Es war schon nach zwei Uhr in der Nacht zum Sonntag, als die strahlend blaue Biden/Harris-Bühne in Wilmington, Delaware, zu einem globalen Leuchtfeuer wurde. Der erste gemeinsame Auftritt von Joe Biden und Kamala Harris nach dem Wahlsieg bot nicht nur politisch Orientierung. Er fasste die Zuschauer auch emotional an: Hier zeigten sich zwei engagierte, zielstrebige Leute, die allen Ernstes möglichst jeden mitnehmen wollen auf ihrem schwierigen Weg, sogar politisch Andersdenkende.

„Das greise Haus” hat einen klugen Plan

Stärker denn je wollen die US-Demokraten Schwarze, Latinos und Menschen asiatischer Abstammung in ihre künftige Regierung integrieren. Politisch allerdings ist dies schon eingepreist, ebenso wie der Durchbruch zu einer ersten Vizepräsidentin in der Geschichte der USA.

Aufhorchen ließ indessen in der Nacht zum Sonntag der überdeutliche Aufruf Bidens, die parteipolitischen Gräben im Land zu überbrücken.

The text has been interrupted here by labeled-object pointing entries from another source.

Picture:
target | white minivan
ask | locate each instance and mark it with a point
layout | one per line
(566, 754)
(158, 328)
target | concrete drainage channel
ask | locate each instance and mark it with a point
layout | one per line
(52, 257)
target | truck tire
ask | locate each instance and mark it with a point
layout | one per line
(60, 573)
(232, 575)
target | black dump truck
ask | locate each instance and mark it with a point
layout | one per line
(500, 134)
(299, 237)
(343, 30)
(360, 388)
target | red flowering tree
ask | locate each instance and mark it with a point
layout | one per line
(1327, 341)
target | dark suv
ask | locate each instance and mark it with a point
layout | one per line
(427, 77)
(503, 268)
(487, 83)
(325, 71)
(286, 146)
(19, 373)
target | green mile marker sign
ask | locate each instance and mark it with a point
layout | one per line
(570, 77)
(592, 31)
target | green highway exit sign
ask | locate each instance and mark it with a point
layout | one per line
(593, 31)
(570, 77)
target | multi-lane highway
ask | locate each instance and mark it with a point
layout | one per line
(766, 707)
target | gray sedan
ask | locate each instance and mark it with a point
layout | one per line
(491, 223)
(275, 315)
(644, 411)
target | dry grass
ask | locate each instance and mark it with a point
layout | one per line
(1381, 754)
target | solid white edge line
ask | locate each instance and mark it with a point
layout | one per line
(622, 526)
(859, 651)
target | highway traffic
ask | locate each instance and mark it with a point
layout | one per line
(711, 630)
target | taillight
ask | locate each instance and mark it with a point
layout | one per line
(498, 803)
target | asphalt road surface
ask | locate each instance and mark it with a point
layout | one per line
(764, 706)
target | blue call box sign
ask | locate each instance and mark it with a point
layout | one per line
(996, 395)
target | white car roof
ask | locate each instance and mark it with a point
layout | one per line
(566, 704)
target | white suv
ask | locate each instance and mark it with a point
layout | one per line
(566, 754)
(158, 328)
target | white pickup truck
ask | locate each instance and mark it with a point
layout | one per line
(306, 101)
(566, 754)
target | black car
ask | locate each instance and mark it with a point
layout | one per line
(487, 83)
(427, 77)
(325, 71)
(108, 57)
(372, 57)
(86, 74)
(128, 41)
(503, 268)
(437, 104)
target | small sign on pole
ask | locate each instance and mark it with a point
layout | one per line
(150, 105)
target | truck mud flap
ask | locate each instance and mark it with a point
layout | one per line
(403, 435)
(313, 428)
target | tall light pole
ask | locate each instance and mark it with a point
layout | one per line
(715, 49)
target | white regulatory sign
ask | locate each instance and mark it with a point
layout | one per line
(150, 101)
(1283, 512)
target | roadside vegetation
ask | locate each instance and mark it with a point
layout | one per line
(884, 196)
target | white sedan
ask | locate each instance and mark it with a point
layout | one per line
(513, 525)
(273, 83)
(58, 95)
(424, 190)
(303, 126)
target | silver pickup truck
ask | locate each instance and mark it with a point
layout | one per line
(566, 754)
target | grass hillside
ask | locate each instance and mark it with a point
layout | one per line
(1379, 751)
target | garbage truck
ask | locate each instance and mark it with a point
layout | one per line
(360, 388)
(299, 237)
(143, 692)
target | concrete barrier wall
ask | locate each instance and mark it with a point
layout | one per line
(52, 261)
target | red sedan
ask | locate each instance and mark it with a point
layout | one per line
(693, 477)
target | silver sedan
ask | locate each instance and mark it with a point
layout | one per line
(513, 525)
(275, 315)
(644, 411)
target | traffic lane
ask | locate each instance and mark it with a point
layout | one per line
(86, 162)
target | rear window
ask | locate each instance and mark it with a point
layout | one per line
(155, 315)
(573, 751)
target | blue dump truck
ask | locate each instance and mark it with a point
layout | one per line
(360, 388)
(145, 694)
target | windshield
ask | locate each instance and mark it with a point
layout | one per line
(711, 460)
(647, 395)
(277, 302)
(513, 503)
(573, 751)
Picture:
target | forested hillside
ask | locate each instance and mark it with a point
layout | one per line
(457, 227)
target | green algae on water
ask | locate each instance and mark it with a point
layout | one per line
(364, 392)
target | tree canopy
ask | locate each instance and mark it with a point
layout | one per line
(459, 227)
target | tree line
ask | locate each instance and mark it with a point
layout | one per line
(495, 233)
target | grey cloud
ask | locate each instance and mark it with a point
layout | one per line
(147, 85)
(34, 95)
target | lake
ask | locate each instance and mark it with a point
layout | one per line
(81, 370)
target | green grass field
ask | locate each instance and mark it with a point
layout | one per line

Dieser Ansatz könnte, deshalb hört auch die Wirtschaft an dieser Stelle aufmerksam zu, den Weg zu einem Konjunktur-, Klima- und Energiepaket weisen, dem auch beide Häuser des Kongresses zustimmen.

Ist so etwas aber überhaupt noch möglich in der völlig verkanteten und verfeindeten politischen Szenerie der USA? Biden sagt: ja – und nennt auch gleich eine Begründung: „Wir sind alle Amerikaner.”

Joe Biden: „Wir müssen einander wieder sehen”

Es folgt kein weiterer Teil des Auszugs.